It's 10:47 AM on a Tuesday. Your hygienist has a patient in the chair, the phone is ringing, and your front desk coordinator walks back to ask you — again — what to do when a patient calls to cancel same-day.
You answer. You always answer. And then you go back to what you were doing, slightly more scattered than you were sixty seconds ago.
This happens, conservatively, a dozen times a day in most dental practices. And most practice owners have simply accepted it as the cost of doing business.
It isn't. It's a systems failure masquerading as a people problem.
"Every repeated question is evidence that knowledge exists somewhere in your practice but hasn't been made accessible to the person who needs it in the moment."
The real math on interruptions
Research on cognitive interruption is sobering: it takes an average of 23 minutes to fully regain focus after being pulled away from a complex task. In a dental practice, where the "complex task" might be treatment planning, reviewing financials, or handling a difficult patient call, that's not just lost time — it's lost quality of thought.
If a doctor or office manager fields just five substantive interruptions per day, that's potentially two hours of deep work lost — not to the interruption itself, but to the recovery time that follows. Across a five-day week, that's ten hours. Across a year, it's over 500 hours of your most valuable cognitive resource.

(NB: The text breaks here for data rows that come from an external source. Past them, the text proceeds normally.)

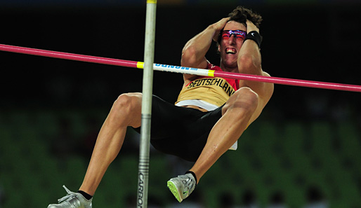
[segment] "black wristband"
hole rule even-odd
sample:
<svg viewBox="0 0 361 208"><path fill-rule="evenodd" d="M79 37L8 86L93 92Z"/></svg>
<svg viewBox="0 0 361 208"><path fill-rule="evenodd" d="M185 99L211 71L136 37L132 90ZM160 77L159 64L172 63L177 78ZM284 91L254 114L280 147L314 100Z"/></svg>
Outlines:
<svg viewBox="0 0 361 208"><path fill-rule="evenodd" d="M252 40L258 45L258 48L261 48L261 43L262 42L262 36L256 31L251 31L247 34L244 41L247 40Z"/></svg>

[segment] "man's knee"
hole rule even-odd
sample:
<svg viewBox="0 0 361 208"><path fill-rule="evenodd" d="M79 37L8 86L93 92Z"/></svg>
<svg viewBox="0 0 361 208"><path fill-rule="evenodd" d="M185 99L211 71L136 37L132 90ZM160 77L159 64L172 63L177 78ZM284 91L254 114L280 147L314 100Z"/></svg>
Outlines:
<svg viewBox="0 0 361 208"><path fill-rule="evenodd" d="M239 110L242 113L253 113L258 104L258 95L251 88L244 87L235 92L228 101L225 105L227 110Z"/></svg>
<svg viewBox="0 0 361 208"><path fill-rule="evenodd" d="M130 113L141 107L141 93L124 93L120 95L114 102L115 111Z"/></svg>

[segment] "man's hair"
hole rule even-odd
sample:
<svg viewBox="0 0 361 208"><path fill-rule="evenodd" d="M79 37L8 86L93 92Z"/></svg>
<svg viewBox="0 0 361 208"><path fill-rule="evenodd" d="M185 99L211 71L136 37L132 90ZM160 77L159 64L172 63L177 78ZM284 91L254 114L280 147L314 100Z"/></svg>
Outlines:
<svg viewBox="0 0 361 208"><path fill-rule="evenodd" d="M252 22L256 27L259 28L261 22L262 22L262 17L254 13L251 10L246 8L242 6L237 6L230 13L228 14L230 21L235 21L239 23L243 23L246 25L246 21L248 19Z"/></svg>
<svg viewBox="0 0 361 208"><path fill-rule="evenodd" d="M254 24L254 25L256 25L256 27L257 27L258 28L259 28L261 22L262 22L263 20L262 17L260 15L254 13L251 10L241 6L238 6L230 13L229 13L228 17L230 17L230 20L228 20L228 22L235 21L237 22L244 24L246 26L246 21L249 20L251 22L252 22ZM223 29L222 29L218 39L218 44L221 43L221 37L223 32Z"/></svg>

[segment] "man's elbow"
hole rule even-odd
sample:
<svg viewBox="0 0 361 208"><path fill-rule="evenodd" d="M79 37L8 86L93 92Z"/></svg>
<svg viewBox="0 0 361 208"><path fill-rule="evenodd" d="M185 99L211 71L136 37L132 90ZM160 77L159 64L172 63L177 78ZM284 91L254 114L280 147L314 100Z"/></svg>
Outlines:
<svg viewBox="0 0 361 208"><path fill-rule="evenodd" d="M192 67L197 63L196 50L193 47L188 46L182 51L181 64L184 67Z"/></svg>
<svg viewBox="0 0 361 208"><path fill-rule="evenodd" d="M252 55L242 55L238 57L238 69L242 73L254 74L254 70L261 70L261 62Z"/></svg>

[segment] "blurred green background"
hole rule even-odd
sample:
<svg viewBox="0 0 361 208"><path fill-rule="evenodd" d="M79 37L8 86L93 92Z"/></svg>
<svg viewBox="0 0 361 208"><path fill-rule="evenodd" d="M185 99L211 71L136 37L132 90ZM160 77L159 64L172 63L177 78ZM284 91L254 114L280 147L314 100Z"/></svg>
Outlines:
<svg viewBox="0 0 361 208"><path fill-rule="evenodd" d="M142 61L143 1L3 1L0 43ZM361 84L357 1L158 4L156 63L179 65L188 40L242 5L263 17L263 68L272 76ZM215 46L206 57L219 63ZM66 194L63 185L77 190L113 102L141 91L142 71L5 52L0 57L0 207L46 207ZM174 102L181 75L154 76L154 94ZM238 150L222 156L183 202L166 183L192 163L152 148L148 204L361 207L360 101L359 92L276 85ZM93 207L136 207L138 143L130 129Z"/></svg>

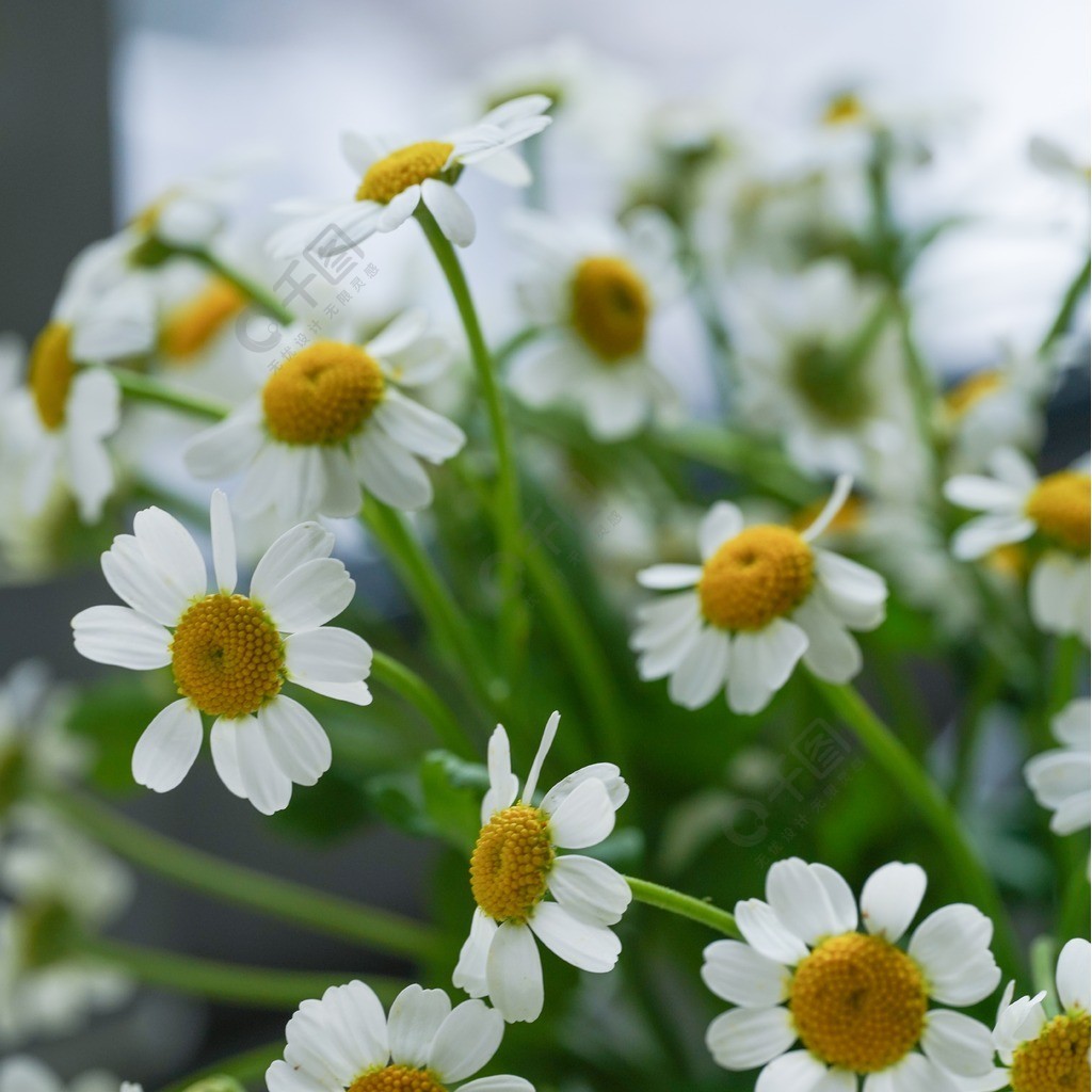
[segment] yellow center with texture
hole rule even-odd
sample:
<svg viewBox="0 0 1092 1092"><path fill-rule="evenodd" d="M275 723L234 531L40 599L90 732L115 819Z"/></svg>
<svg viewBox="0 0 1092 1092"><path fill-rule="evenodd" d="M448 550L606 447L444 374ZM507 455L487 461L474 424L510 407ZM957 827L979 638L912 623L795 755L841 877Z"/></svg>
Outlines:
<svg viewBox="0 0 1092 1092"><path fill-rule="evenodd" d="M410 1066L384 1066L358 1077L348 1092L447 1092L427 1069Z"/></svg>
<svg viewBox="0 0 1092 1092"><path fill-rule="evenodd" d="M471 856L471 890L494 921L525 921L546 894L554 864L548 823L542 809L514 804L482 828Z"/></svg>
<svg viewBox="0 0 1092 1092"><path fill-rule="evenodd" d="M922 1037L927 993L905 952L882 937L846 933L797 965L788 1006L800 1041L817 1058L875 1073Z"/></svg>
<svg viewBox="0 0 1092 1092"><path fill-rule="evenodd" d="M197 356L247 306L247 297L229 281L214 277L204 292L167 316L159 347L176 360Z"/></svg>
<svg viewBox="0 0 1092 1092"><path fill-rule="evenodd" d="M747 527L705 562L698 582L701 612L721 629L762 629L799 605L814 568L811 549L795 531Z"/></svg>
<svg viewBox="0 0 1092 1092"><path fill-rule="evenodd" d="M210 716L256 713L284 684L284 644L245 595L206 595L182 615L170 645L178 692Z"/></svg>
<svg viewBox="0 0 1092 1092"><path fill-rule="evenodd" d="M1055 1017L1012 1055L1013 1092L1089 1092L1089 1016Z"/></svg>
<svg viewBox="0 0 1092 1092"><path fill-rule="evenodd" d="M357 201L387 204L411 186L419 186L427 178L439 178L454 150L454 144L425 140L391 152L365 171L356 191Z"/></svg>
<svg viewBox="0 0 1092 1092"><path fill-rule="evenodd" d="M620 258L585 258L572 278L572 324L604 360L644 346L651 305L644 281Z"/></svg>
<svg viewBox="0 0 1092 1092"><path fill-rule="evenodd" d="M371 416L383 385L379 365L359 345L316 342L266 381L265 427L282 443L342 443Z"/></svg>
<svg viewBox="0 0 1092 1092"><path fill-rule="evenodd" d="M41 424L50 431L64 424L64 405L75 378L75 364L69 354L71 337L70 327L50 322L31 349L31 393Z"/></svg>
<svg viewBox="0 0 1092 1092"><path fill-rule="evenodd" d="M1028 498L1028 518L1059 546L1088 554L1092 518L1092 479L1076 471L1049 474Z"/></svg>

Put a dollar figure on that. The number will make you uncomfortable.
Why it keeps happening
The questions repeat because the answers aren't reliably available at the moment they're needed. Your SOP might exist — somewhere in a binder, somewhere in a shared drive — but "somewhere" isn't good enough when a patient is waiting and a decision needs to be made right now.

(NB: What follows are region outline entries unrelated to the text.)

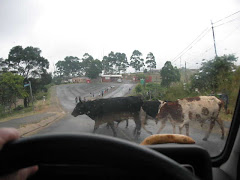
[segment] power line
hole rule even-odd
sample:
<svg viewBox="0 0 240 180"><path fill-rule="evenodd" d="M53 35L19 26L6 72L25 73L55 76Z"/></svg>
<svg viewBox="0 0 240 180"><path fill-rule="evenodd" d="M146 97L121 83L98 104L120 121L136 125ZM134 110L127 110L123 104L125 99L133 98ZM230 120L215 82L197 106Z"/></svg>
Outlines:
<svg viewBox="0 0 240 180"><path fill-rule="evenodd" d="M233 16L233 15L235 15L235 14L237 14L237 13L240 13L240 11L237 11L237 12L231 14L231 15L228 15L228 16L226 16L226 17L224 17L224 18L222 18L222 19L220 19L220 20L214 22L213 24L216 24L216 23L218 23L218 22L220 22L220 21L222 21L222 20L224 20L224 19L227 19L227 18L229 18L229 17L231 17L231 16Z"/></svg>
<svg viewBox="0 0 240 180"><path fill-rule="evenodd" d="M224 22L224 23L222 23L222 24L216 25L216 26L214 26L214 28L219 27L219 26L222 26L222 25L227 24L227 23L230 23L230 22L233 22L233 21L236 21L238 18L240 18L240 17L237 17L237 18L235 18L235 19L229 20L229 21Z"/></svg>

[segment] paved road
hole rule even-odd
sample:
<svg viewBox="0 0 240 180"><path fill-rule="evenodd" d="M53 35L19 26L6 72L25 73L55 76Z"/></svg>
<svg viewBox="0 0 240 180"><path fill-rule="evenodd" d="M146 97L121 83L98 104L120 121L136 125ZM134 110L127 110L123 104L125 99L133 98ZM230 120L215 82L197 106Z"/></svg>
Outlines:
<svg viewBox="0 0 240 180"><path fill-rule="evenodd" d="M5 122L0 122L0 127L13 127L13 128L20 128L21 126L32 124L32 123L38 123L42 119L49 118L51 116L54 116L55 113L52 112L46 112L41 114L34 114L30 116L25 116L22 118L16 118Z"/></svg>
<svg viewBox="0 0 240 180"><path fill-rule="evenodd" d="M75 97L81 96L88 97L91 94L98 95L98 93L108 86L115 86L111 92L108 92L104 95L104 98L108 97L120 97L128 93L129 88L132 84L71 84L71 85L62 85L57 87L57 96L60 100L61 105L64 110L67 112L67 115L64 119L57 121L51 126L41 130L38 134L55 134L55 133L92 133L94 127L94 121L91 120L88 116L82 115L76 118L72 117L70 113L75 107ZM125 121L121 122L117 128L117 134L119 138L126 139L132 142L140 143L144 138L149 136L144 130L142 130L140 138L138 140L134 139L133 129L135 124L133 120L130 120L129 127L125 128ZM160 124L156 125L155 121L148 120L148 125L146 126L148 130L156 133ZM207 128L207 125L206 125ZM219 127L216 125L214 127L216 131ZM97 130L98 134L112 136L111 129L108 129L105 124L101 125ZM172 126L167 124L164 130L161 133L172 133ZM215 132L210 135L208 141L203 141L205 131L201 128L193 128L190 124L190 136L195 139L198 145L203 146L208 149L211 155L219 154L225 144L225 140L220 139L220 134ZM226 138L225 138L226 139Z"/></svg>

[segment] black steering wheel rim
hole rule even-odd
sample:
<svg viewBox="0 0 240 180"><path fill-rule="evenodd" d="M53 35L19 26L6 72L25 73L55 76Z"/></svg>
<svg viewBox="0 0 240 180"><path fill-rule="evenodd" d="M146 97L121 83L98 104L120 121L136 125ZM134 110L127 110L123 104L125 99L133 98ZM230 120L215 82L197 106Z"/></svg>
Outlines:
<svg viewBox="0 0 240 180"><path fill-rule="evenodd" d="M163 154L103 135L32 136L8 143L0 151L0 175L36 164L97 164L125 171L131 169L130 174L140 170L142 175L152 173L156 177L162 174L179 180L196 179Z"/></svg>

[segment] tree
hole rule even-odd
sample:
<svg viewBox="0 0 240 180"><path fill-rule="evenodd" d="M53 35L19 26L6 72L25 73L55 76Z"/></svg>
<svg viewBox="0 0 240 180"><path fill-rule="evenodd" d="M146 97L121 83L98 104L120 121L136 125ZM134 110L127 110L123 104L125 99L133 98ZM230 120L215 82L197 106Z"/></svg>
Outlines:
<svg viewBox="0 0 240 180"><path fill-rule="evenodd" d="M142 53L138 50L134 50L130 58L130 66L132 66L135 71L140 71L144 67L144 59L141 58Z"/></svg>
<svg viewBox="0 0 240 180"><path fill-rule="evenodd" d="M82 74L82 63L78 57L66 56L56 63L57 74L64 77L74 77Z"/></svg>
<svg viewBox="0 0 240 180"><path fill-rule="evenodd" d="M160 75L162 77L161 85L165 87L169 87L172 82L180 81L180 72L176 67L172 66L170 61L164 64Z"/></svg>
<svg viewBox="0 0 240 180"><path fill-rule="evenodd" d="M104 56L102 60L104 74L114 74L114 65L116 64L116 55L111 51L108 56Z"/></svg>
<svg viewBox="0 0 240 180"><path fill-rule="evenodd" d="M13 47L5 62L9 69L16 70L24 78L40 76L49 68L49 62L41 56L41 50L32 46L25 49L22 46Z"/></svg>
<svg viewBox="0 0 240 180"><path fill-rule="evenodd" d="M156 61L153 53L148 53L146 57L146 64L147 67L150 69L150 72L152 71L152 68L156 68Z"/></svg>
<svg viewBox="0 0 240 180"><path fill-rule="evenodd" d="M223 55L202 63L199 73L192 77L192 88L216 92L219 87L231 81L231 74L236 68L234 62L237 58L233 55Z"/></svg>
<svg viewBox="0 0 240 180"><path fill-rule="evenodd" d="M22 76L6 72L0 75L0 104L11 109L12 104L16 106L16 99L27 97L28 94L23 87Z"/></svg>
<svg viewBox="0 0 240 180"><path fill-rule="evenodd" d="M7 72L8 71L8 67L6 64L6 61L3 58L0 58L0 72Z"/></svg>
<svg viewBox="0 0 240 180"><path fill-rule="evenodd" d="M87 73L88 69L90 68L91 66L91 63L92 61L94 60L94 58L88 54L88 53L85 53L83 55L83 58L82 58L82 67L83 67L83 70L85 73Z"/></svg>
<svg viewBox="0 0 240 180"><path fill-rule="evenodd" d="M86 69L85 75L91 79L95 79L100 73L102 73L102 62L98 59L91 60L91 62L89 62L89 67Z"/></svg>
<svg viewBox="0 0 240 180"><path fill-rule="evenodd" d="M115 57L116 57L115 66L116 66L117 72L119 74L121 73L121 71L126 72L127 67L129 67L126 54L117 52L115 54Z"/></svg>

Staff default to asking a human because it's faster and more reliable than hunting for a document. That's not a character flaw. It's a rational response to a broken system.
What the fix looks like
The solution isn't more training sessions or thicker binders. It's making the right answer easier to find than a human to interrupt. When staff can type a plain-language question and get an accurate, approved answer in seconds, the interruption loop breaks — not because they're told not to ask, but because they simply don't need to.
Every repeated question in your practice is a fixable problem, not an inevitable one. Start by documenting the ten questions you get asked most often. Make those answers impossible to miss. The compounding effect of eliminating repeated interruptions — on your time, your team's confidence, and your practice's consistency — is one of the highest-return investments you can make.